He said recently: “Our digital diplomacy series has been our most successful outreach.  We are using digital media to get people face to face.”

As to other ways the Embassy of Italy  incorporates social media in its outreach, Andreas says:  

“We’re using things Americans already know about Italy, such as art and culture, to get to know the pipelines, manufacturers, and engineers behind those, suits, cars, and scientific endeavors. The embassy’s popular Facebook page brings people together to nurture conversations, and its portal ‘Italy for Kids,’ shows how Italy is around us in every city of the world and teaches them more about our country.”

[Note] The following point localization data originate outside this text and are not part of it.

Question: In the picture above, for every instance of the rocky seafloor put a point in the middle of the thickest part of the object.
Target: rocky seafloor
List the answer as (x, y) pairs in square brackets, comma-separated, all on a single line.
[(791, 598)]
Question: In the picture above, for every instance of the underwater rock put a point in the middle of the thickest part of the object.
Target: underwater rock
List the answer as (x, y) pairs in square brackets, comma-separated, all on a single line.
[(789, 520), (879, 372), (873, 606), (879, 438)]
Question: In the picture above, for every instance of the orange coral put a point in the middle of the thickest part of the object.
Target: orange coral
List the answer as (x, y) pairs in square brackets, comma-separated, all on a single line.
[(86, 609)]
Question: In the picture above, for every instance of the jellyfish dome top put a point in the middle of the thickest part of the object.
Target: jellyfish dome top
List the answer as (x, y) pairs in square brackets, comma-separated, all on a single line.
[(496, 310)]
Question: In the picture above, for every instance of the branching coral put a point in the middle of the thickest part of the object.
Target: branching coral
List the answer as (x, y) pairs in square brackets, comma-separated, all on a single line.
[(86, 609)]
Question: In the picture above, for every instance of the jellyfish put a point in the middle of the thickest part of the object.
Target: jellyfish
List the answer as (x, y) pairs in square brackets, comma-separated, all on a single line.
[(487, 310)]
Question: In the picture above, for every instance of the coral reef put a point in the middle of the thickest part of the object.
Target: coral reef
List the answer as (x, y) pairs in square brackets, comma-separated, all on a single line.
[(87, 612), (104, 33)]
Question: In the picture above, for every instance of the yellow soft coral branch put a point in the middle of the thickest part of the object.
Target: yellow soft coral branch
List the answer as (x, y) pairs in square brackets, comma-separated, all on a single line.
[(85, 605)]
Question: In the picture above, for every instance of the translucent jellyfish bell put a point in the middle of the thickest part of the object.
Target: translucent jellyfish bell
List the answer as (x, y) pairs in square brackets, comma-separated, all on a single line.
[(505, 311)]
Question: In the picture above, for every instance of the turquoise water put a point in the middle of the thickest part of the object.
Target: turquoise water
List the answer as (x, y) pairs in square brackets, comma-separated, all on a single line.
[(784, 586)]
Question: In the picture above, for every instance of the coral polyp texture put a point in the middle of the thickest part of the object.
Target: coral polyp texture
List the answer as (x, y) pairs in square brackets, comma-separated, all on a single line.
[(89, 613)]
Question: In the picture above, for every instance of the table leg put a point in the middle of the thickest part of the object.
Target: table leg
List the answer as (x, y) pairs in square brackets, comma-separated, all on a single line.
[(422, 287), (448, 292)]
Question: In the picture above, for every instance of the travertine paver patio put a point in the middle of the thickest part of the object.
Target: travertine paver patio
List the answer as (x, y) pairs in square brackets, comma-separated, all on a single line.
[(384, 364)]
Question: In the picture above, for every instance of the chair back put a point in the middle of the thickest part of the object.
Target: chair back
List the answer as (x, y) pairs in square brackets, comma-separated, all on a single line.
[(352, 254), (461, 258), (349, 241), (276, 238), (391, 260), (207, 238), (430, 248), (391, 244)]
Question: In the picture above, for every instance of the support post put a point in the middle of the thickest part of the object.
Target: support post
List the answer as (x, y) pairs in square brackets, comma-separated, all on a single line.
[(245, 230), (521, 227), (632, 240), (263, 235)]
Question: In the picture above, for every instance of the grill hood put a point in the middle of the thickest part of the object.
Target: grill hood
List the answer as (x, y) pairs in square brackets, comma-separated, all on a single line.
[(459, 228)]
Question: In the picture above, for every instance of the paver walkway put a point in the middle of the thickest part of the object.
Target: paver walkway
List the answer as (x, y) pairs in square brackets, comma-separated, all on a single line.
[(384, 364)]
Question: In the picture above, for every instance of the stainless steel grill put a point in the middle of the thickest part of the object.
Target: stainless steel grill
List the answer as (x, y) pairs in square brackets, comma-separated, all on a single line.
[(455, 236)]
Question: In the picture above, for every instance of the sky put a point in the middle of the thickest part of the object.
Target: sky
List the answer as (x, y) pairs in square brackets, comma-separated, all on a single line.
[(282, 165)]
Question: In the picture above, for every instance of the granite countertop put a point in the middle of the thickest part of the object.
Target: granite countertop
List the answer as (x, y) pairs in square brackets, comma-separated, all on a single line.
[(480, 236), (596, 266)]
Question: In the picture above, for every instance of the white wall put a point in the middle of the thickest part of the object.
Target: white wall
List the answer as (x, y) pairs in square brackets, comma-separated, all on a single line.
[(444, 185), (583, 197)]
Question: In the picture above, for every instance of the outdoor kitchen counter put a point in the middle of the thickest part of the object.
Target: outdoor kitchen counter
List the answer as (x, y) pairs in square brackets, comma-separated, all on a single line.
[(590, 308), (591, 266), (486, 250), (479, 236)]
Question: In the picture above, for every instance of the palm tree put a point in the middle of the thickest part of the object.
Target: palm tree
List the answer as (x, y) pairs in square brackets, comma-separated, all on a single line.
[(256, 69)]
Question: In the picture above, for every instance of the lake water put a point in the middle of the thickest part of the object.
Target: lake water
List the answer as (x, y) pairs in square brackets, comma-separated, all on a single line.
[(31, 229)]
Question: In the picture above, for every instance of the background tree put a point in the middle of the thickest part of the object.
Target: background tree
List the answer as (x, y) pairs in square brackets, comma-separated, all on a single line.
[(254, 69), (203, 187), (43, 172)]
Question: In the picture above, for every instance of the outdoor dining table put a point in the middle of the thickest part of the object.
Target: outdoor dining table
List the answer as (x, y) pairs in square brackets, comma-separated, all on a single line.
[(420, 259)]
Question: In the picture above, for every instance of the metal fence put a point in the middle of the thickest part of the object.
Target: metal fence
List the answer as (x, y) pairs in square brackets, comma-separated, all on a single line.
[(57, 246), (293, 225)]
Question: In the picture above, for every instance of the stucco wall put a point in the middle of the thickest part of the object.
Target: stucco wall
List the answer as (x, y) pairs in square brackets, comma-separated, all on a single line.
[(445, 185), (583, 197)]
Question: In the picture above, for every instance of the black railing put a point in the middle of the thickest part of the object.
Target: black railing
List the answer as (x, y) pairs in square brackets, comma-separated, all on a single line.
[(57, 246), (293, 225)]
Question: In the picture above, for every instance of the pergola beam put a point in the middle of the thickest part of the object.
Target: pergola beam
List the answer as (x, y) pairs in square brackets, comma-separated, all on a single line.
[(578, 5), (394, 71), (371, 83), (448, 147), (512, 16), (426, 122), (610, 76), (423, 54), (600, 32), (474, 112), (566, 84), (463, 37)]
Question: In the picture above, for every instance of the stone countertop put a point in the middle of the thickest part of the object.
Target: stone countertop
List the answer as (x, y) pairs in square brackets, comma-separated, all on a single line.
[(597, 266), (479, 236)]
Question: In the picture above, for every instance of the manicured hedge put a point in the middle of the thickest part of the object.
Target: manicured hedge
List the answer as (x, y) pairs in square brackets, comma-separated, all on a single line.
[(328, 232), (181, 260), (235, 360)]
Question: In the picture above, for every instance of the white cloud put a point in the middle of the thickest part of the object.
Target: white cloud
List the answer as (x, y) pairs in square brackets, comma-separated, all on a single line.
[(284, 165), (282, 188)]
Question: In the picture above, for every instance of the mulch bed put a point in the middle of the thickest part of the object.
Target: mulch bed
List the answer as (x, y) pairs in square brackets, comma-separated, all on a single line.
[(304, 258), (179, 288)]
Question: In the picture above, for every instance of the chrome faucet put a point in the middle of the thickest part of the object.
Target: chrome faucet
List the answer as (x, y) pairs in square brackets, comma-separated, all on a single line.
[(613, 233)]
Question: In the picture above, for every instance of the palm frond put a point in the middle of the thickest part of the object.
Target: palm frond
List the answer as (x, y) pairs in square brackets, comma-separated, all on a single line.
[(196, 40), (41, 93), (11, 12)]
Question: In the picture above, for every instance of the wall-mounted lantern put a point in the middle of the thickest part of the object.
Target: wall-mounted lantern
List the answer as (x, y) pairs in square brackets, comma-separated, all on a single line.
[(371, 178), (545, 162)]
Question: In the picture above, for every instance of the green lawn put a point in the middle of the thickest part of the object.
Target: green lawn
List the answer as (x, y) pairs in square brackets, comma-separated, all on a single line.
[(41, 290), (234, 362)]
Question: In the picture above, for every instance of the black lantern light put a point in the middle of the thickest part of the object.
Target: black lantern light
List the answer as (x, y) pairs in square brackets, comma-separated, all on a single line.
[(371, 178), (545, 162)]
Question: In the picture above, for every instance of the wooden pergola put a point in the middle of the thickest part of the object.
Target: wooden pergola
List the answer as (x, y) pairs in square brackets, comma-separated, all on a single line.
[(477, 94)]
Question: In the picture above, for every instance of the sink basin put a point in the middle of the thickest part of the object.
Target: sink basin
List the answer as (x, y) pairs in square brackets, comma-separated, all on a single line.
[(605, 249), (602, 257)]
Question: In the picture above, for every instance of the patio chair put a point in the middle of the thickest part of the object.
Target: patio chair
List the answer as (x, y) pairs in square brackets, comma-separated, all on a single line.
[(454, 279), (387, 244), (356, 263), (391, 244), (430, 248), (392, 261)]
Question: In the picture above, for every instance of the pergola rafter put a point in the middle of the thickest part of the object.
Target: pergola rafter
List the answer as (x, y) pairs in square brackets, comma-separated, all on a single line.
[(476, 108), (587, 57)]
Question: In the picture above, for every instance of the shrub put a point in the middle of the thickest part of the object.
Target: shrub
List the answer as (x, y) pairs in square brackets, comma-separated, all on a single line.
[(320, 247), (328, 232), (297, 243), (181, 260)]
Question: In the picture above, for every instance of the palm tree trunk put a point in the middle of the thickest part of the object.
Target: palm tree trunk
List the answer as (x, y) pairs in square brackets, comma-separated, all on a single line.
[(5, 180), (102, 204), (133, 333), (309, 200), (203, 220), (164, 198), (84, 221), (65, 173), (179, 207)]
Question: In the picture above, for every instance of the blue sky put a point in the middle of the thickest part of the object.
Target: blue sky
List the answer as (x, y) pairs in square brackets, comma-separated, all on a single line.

Besides speaking with his most admired individual and institutional public policy influencers for his book, Andreas uses social media to listen. He points out it is making it easier for world leaders to hear the public. He said:

“The starting point of knowing what the sentiment is and how we move forward is to listen to everything out there. Not just broadcasting messages, but gauging situations, what people are saying, leading voices, understanding the analytics behind the tools we’re using.”

On the subject of listening, Andreas quotes John Marshall, former secretary of state and longest-serving Supreme Court chief justice in his book:

“To listen well is as powerful a means of communication and influence as to talk well.”  

Changing the status quo all comes down to the power of ideas, Andre concludes. It comes down to all of us — diplomats, politicians, civil society, and citizens — becoming champions for ideas, even when they seem too disruptive, or even too simple to achieve our goals.

Pick a goal. Go big!  Invent events.  Host contests. Call attention to the needs and the solutions.  Tell stories and listen.  Adjust your program and keep trying. We’re worth it.